[R-390] OT(just a bit): From whence cometh the grid current?

[David Wise]

Voltage dividers present to their load, an impedance
equal to the top and bottom in parallel.  See

http://en.wikipedia.org/wiki/Th%C3%A9venin%27s_theorem .

Dave Wise 

-----Original Message-----
From: r-390-bounces at mailman.qth.net [mailto:r-390-bounces at mailman.qth.net] On Behalf Of Barry
Sent: Monday, June 08, 2009 11:06 AM
To: r-390 at mailman.qth.net
Subject: [R-390] OT(just a bit): From whence cometh the grid current?

I have an HP-606A that I'm checking over and have found the voltage on the 
screen grid of one of the 6AW8A amplifiers in the power supply is off (low) 
a bit.  The voltage is supplied to the screen grid via a voltage divider 
from B+ that consists of a 1.2M and a 100K resistor from B+ (500V) to 
ground.  With a 500V supply and nothing else connected, this theoritically 
gives 38V at the junction of these two resistors.

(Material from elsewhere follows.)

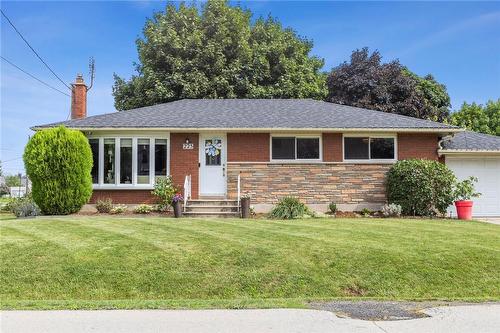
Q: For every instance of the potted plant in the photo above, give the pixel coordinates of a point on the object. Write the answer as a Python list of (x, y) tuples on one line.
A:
[(463, 192), (176, 203), (245, 206)]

If I unplug the tube and measure the voltage at the screen grid pin, I get 
close to 38V; however, when I plug in the tube, it drops to about 32V.

My question is where is the grid current coming from?  Is it coming from 
ground up through the 100K or from B+ down through the 1.2M?  I assume it 
draws it from ground because as little as 1mA would drop a significant 
amount of voltage through that 1.2M resistor.